Évidement avec Macron au pouvoir nous avons aucune chance d’arrêter l’écroulement politique lui qui s’en prend par jalousie a Madame Méloni de s’ingérer dans la politique Française alors que l’Algérie nous prend des otages et n’arrête pas de nous bafouer inconsidérément, alors là, il ne pipe pas mot et envoie même son premier ministre et d’autre délégués s’excuser et se repentir d’avoir hisser se pays au rang de modernité qui depuis stagne malgré nos grandes largesses.
Parler d »une « répression politique massive » est un terme abject, pour des gens jugés et condamnés pour de tels actes, pour vous le gouvernement Italiens aurait dû faire le dos rond comme l’a fait la FRANCE avec les « Brigades Rouges » en en accueillant et plus tard avec l’ETA espagnole qui a fait plus de 400 morts et des milliers de blessés et dont on a accueilli certains de leurs responsables pour les mêmes raisons que MITTERRAND à l’époque , qu’ils ne fassent pas d’attentats chez nous
Pauvre Macron, dès qu’il y a une betise à sortir, il ne peut s’en empêcher. Il demande à Meloni de s’occuper des ses affaires, mais il oublie de dire que lui a fait partie de ceux qui se sont mêlé des élections en Roumanie et qui ont déclarer qu’ils garderaient à l’œil élections en Allemagne… Quel boulet !

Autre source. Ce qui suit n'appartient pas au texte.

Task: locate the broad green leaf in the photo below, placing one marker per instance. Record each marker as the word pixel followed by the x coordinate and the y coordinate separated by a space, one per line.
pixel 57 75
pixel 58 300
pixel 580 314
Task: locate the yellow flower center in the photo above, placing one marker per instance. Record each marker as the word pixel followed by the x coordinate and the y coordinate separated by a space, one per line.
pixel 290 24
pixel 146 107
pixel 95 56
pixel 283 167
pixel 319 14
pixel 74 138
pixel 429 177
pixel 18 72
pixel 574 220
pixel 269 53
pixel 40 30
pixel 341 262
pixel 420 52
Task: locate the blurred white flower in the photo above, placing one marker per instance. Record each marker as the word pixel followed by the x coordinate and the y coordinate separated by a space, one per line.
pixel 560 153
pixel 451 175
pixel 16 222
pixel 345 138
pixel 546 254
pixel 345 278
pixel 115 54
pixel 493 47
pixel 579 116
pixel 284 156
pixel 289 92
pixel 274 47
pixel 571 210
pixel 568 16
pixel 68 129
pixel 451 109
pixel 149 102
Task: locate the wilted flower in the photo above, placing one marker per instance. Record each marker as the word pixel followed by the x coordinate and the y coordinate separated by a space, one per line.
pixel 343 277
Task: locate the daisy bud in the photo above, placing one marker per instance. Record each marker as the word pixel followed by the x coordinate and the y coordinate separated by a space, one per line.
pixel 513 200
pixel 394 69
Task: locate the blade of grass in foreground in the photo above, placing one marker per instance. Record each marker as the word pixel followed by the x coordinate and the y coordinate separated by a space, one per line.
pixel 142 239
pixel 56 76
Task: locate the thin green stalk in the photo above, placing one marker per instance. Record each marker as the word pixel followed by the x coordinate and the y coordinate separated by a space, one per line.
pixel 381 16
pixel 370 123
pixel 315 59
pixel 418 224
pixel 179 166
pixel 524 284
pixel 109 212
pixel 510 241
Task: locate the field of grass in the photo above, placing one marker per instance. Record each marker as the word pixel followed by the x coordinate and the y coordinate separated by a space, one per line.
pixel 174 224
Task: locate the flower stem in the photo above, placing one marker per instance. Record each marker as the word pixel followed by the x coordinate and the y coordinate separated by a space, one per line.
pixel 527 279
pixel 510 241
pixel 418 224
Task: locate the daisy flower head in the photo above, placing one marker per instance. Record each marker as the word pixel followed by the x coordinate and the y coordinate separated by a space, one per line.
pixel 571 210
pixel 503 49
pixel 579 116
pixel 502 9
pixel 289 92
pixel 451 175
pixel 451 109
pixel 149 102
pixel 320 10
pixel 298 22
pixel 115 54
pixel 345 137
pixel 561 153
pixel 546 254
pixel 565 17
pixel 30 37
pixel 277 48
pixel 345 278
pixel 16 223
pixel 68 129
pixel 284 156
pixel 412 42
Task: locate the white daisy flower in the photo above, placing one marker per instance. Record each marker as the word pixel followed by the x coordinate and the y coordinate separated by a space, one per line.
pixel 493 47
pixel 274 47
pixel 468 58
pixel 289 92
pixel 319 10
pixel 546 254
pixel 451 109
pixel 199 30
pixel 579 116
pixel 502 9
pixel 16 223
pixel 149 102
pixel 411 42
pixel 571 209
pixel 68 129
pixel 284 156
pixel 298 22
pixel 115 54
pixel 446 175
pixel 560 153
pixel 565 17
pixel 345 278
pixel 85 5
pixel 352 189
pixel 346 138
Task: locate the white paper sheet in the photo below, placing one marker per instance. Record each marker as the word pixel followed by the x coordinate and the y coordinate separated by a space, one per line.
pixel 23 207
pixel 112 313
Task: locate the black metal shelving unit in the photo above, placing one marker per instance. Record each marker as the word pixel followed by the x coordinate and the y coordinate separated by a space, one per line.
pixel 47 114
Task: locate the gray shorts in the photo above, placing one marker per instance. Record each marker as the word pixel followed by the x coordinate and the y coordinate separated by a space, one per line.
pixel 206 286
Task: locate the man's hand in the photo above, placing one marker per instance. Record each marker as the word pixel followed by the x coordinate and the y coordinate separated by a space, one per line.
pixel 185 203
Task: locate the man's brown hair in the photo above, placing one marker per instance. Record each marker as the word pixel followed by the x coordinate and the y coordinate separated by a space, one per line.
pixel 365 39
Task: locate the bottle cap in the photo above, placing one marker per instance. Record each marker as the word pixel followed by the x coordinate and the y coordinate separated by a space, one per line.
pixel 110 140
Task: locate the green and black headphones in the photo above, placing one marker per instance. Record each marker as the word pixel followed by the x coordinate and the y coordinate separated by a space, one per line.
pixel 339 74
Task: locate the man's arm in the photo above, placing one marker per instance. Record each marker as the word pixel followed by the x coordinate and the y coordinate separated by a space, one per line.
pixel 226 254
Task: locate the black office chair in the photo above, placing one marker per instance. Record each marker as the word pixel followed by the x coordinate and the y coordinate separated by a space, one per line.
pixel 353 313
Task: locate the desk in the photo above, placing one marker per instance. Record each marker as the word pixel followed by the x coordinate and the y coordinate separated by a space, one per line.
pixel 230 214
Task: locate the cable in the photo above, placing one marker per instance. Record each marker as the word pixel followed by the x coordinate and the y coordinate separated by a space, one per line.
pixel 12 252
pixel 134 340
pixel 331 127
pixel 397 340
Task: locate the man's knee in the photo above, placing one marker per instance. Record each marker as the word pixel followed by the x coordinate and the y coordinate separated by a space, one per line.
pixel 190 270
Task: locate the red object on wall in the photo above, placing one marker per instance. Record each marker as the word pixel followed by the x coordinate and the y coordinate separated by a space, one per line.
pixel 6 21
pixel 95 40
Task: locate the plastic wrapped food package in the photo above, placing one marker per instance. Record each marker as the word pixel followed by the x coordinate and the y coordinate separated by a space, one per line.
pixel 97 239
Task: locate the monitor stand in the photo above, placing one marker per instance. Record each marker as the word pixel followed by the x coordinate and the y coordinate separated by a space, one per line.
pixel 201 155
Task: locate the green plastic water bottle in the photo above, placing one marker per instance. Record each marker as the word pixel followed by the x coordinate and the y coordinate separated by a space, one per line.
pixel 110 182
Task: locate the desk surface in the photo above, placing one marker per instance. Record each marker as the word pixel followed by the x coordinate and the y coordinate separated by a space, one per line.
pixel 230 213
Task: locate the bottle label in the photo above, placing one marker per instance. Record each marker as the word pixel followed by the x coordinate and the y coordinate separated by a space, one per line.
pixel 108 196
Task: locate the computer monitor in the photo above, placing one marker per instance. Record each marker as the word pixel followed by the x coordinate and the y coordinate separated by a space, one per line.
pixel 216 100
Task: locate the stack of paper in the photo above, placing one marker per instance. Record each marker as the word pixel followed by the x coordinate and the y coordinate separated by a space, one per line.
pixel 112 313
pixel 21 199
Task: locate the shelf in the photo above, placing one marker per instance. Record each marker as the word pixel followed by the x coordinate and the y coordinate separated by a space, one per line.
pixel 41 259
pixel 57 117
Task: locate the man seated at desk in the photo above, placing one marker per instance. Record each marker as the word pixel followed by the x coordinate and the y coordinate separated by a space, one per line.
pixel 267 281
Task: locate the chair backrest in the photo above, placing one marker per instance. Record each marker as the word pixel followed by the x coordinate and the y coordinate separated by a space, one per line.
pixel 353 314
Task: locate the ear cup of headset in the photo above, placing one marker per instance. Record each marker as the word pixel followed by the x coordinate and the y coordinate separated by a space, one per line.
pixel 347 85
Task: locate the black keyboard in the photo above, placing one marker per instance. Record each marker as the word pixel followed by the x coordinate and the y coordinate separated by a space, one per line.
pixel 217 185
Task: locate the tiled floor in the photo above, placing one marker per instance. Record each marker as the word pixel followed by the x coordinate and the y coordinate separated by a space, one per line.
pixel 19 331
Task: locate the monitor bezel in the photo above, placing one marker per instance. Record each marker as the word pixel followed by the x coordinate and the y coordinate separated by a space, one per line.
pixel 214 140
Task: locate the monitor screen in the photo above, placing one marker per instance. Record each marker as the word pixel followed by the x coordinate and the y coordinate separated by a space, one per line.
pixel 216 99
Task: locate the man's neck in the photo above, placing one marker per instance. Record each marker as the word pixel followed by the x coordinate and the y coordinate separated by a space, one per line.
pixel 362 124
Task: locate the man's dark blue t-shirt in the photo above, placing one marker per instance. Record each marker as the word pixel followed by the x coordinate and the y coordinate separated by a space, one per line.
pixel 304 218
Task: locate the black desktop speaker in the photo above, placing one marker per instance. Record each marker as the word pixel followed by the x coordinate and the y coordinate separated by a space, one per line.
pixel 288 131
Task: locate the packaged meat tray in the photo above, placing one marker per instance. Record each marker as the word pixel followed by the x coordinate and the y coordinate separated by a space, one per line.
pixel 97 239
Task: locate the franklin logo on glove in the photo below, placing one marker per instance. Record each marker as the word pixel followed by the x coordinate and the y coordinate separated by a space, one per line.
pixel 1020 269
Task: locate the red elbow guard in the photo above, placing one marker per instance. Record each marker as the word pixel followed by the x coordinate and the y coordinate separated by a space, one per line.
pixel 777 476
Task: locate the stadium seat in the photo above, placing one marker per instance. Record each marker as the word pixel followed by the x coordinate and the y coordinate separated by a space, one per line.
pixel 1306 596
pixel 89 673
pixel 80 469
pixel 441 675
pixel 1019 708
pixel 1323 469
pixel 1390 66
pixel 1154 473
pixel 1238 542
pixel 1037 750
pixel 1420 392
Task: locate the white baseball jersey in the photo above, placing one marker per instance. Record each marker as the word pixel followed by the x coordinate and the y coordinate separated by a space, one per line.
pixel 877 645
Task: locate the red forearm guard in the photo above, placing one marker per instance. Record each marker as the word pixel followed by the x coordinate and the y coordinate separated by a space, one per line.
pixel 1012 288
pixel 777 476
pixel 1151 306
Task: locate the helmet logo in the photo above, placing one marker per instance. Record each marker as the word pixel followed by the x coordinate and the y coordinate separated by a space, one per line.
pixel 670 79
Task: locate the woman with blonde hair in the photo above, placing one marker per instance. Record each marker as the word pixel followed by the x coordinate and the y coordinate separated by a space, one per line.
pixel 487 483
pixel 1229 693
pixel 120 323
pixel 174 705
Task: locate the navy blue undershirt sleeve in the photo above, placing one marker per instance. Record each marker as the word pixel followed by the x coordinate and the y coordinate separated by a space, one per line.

Mme MEloni, personnage courageuse, droite, ferme, une femme avec du caractère
Un passé honteux
Citons le cas de Cesare Battisti condamné pour meurtre par la justice italienne et réfugié en France, avec le soutien de toute la bien-pensance de gauche qui le déclarait innocent. Mais en 2019, après son extradition en Italie, Battisti déclare : « « Je n’ai jamais été victime d’une injustice. Je me suis moqué de tous ceux qui m’ont aidé, je n’ai même pas eu besoin de mentir à certains d’entre eux[. ».
Battisti avait fini par reconnaitre sa responsabilité dans 4 meurtres, ridiculisant ses défenseurs.
Bravo Mme Méloni. Nous, nous avons un pantin dangeureux. La France a été et est encore l’asile de toute la pourriture mondiale.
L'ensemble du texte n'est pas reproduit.